According to the abovementioned Yahoo Finance article, the greenback is gaining additional support from elevated oil prices, reflecting the United States’ position as a major energy exporter.
Thierry Wizman of Macquarie Futures noted that both the greenback and the U.S. economy stand to benefit from elevated oil prices, adding that the dollar could continue strengthening against currencies such as the euro and the pound. Wizman further stated that he remains bullish on the dollar for as long as the conflict persists, per the abovementioned article.
Karen Reichgott Fishman, strategist at Goldman Sachs, shared a similar outlook, stating that prolonged energy-market disruptions could further strengthen the dollar against other developed-market currencies, per the Yahoo Finance article.
ETFs to Consider
Below, we have highlighted ETFs positioned to benefit from a strengthening dollar.
Invesco DB US Dollar Index Bullish ETF (UUP - Free Report)

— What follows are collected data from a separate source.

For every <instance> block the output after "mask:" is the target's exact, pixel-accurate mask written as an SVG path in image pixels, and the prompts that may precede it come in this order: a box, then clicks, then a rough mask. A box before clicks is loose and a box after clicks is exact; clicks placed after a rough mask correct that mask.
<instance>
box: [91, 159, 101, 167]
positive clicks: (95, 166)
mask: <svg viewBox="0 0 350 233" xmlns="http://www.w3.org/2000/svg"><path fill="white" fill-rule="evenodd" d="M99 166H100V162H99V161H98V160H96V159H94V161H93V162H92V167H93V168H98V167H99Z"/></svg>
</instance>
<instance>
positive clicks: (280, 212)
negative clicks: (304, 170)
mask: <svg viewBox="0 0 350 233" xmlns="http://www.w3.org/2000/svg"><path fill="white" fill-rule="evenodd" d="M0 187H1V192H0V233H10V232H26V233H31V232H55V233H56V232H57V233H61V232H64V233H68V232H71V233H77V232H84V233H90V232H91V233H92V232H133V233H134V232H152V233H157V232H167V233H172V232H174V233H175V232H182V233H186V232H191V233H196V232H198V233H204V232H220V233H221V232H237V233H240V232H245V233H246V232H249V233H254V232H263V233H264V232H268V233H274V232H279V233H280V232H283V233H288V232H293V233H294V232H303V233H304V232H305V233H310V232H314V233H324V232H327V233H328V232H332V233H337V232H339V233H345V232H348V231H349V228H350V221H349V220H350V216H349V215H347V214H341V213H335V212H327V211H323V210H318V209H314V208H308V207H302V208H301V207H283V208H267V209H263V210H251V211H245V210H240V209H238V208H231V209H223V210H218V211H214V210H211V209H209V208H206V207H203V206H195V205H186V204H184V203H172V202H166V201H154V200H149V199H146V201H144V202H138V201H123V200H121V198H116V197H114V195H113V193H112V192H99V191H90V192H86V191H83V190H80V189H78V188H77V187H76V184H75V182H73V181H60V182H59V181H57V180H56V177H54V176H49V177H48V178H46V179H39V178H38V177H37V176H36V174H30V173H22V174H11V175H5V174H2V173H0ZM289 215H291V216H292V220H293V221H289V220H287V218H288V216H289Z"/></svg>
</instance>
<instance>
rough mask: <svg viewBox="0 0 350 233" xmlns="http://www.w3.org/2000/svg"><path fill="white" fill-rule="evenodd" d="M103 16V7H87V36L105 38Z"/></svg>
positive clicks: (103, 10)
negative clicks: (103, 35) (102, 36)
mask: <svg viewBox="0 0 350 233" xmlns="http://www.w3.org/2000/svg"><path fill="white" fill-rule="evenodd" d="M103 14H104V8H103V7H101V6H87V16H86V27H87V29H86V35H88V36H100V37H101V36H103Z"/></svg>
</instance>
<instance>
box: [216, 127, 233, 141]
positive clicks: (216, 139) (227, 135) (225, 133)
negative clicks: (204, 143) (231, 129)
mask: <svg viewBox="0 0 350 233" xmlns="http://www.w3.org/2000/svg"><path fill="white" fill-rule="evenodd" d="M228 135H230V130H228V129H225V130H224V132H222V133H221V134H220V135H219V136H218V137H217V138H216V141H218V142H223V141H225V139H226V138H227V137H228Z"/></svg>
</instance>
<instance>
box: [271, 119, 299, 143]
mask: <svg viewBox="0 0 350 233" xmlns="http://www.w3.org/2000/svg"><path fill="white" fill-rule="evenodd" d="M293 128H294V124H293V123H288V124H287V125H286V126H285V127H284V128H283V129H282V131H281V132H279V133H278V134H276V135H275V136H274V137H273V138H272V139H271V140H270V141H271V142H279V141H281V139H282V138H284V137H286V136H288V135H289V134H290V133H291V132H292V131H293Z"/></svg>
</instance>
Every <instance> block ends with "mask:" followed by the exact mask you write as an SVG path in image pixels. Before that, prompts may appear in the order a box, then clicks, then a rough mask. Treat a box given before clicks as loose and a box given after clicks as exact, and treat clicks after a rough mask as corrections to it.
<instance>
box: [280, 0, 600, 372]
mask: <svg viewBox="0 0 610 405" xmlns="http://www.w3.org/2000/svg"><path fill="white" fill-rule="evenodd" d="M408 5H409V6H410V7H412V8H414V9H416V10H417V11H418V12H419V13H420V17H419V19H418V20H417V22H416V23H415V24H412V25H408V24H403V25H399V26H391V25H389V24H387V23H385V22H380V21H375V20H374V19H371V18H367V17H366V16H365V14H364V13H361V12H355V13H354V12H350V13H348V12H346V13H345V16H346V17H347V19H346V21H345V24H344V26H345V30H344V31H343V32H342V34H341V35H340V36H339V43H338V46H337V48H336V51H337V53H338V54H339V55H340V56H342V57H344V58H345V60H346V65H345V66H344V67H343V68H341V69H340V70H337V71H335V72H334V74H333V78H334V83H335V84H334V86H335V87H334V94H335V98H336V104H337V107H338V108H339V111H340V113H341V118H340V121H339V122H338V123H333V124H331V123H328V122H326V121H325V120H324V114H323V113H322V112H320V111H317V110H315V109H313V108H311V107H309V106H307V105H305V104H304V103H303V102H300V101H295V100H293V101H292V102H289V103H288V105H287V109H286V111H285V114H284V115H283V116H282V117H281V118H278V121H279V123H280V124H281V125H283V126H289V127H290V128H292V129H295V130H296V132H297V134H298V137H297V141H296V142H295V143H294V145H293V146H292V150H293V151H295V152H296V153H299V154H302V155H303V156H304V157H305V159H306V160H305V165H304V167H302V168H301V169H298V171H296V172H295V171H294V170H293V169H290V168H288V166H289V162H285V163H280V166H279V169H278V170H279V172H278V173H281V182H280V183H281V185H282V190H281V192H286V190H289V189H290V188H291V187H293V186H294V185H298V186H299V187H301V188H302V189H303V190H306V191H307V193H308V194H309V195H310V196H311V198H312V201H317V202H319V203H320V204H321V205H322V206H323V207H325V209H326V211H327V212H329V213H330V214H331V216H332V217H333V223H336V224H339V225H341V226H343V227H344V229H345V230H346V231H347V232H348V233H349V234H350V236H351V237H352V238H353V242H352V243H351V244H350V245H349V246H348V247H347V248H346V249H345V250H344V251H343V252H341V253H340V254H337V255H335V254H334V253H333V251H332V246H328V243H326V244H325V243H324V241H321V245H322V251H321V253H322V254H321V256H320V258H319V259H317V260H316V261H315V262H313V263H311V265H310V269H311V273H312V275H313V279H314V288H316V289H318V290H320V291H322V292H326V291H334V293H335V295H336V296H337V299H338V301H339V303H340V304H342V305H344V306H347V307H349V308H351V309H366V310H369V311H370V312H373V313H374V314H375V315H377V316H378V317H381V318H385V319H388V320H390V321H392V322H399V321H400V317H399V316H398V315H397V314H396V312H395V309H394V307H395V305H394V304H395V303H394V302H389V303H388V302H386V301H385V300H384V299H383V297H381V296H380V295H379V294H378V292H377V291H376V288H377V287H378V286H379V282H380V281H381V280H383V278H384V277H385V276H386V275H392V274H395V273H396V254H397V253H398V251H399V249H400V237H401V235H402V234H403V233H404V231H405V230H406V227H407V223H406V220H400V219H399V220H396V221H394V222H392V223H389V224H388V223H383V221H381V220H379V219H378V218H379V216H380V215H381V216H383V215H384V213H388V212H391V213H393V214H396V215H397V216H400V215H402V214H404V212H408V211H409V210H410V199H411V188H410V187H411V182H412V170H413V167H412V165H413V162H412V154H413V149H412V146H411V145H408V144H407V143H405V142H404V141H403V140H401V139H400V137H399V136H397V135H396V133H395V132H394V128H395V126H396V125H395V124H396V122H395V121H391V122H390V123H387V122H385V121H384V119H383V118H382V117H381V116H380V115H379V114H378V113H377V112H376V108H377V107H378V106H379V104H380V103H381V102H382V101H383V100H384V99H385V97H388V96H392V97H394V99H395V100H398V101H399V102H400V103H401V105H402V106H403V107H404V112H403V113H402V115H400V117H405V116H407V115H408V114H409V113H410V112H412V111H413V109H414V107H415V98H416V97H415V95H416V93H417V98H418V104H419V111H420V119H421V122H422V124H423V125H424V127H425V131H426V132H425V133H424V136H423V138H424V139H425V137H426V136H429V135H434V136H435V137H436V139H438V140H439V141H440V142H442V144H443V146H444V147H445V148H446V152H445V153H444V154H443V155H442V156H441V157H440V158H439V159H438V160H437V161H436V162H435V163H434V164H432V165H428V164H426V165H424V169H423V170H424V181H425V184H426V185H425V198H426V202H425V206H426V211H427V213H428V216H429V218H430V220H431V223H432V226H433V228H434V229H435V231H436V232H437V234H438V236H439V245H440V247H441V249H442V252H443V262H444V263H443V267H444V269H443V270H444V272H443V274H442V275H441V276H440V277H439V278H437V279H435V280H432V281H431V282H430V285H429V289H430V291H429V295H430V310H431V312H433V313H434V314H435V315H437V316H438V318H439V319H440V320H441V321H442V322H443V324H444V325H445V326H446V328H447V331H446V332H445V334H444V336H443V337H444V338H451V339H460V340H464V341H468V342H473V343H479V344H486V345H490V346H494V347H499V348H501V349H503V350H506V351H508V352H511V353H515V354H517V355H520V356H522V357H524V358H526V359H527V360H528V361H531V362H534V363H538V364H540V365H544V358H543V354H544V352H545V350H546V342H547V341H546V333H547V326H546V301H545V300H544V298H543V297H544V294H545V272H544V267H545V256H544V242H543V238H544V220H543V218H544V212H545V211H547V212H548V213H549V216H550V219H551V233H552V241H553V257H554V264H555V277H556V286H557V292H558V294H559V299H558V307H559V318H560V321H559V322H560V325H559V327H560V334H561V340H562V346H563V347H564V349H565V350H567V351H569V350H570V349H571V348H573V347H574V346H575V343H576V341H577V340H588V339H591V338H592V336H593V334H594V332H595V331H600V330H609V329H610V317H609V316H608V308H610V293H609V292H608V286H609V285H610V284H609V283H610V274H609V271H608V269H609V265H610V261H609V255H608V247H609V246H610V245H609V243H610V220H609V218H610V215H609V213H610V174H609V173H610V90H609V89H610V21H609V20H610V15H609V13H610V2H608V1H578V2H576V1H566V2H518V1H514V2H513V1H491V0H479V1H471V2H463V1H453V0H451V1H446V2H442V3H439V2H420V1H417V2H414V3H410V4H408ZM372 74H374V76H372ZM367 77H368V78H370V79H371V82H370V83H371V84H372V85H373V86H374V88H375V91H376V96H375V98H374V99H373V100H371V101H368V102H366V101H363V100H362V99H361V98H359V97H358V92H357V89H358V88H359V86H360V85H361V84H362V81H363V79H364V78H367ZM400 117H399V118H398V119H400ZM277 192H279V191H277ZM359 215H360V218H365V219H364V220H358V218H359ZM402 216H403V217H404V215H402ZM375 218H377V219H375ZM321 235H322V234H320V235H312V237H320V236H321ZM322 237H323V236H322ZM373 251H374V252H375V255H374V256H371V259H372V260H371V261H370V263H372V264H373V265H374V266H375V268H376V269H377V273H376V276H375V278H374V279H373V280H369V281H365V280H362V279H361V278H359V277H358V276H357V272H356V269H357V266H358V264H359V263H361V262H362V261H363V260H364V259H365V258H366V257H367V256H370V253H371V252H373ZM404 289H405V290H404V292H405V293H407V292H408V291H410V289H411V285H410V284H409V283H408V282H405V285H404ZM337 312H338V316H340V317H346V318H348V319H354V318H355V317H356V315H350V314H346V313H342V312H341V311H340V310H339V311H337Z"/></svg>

Invesco DB US Dollar Index Bullish ETF offers exposure to a basket of currencies relative to the U.S. dollar, increasing in value when the dollar appreciates. UUP has gathered an asset base of $331.7 million and charges an annual fee of 0.70%.
Invesco DB US Dollar Index Bullish ETF has a one-month average trading volume of about 1.89 million and has a Zacks ETF Rank #3 (Hold), with a Medium Risk outlook. The fund gained 0.14% in a single trading session on May 14, while adding about 2.09% over the past three months.
Although UUP remains down 1.62% over the past month, the fund has added around 1.1% over the past week, signaling improving momentum amid renewed dollar strength.
WisdomTree Bloomberg U.S. Dollar Bullish ETF (USDU - Free Report)
WisdomTree Bloomberg U.S. Dollar Bullish ETF employs an active strategy and has gathered an asset base of $368.9 million, charging an annual fee of 0.51%. USDU has a dividend yield of 3.79%.
WisdomTree Bloomberg U.S. Dollar Bullish ETF has a one-month average trading volume of about 332,000 and a Medium Risk outlook. The fund gained 0.31% in a single trading session on May 14, while adding about 1.37% over the past three months.
While USDU remains down 1.55% over the past month, the fund has added around 1.1% over the past week, signaling momentum in the greenback’s path.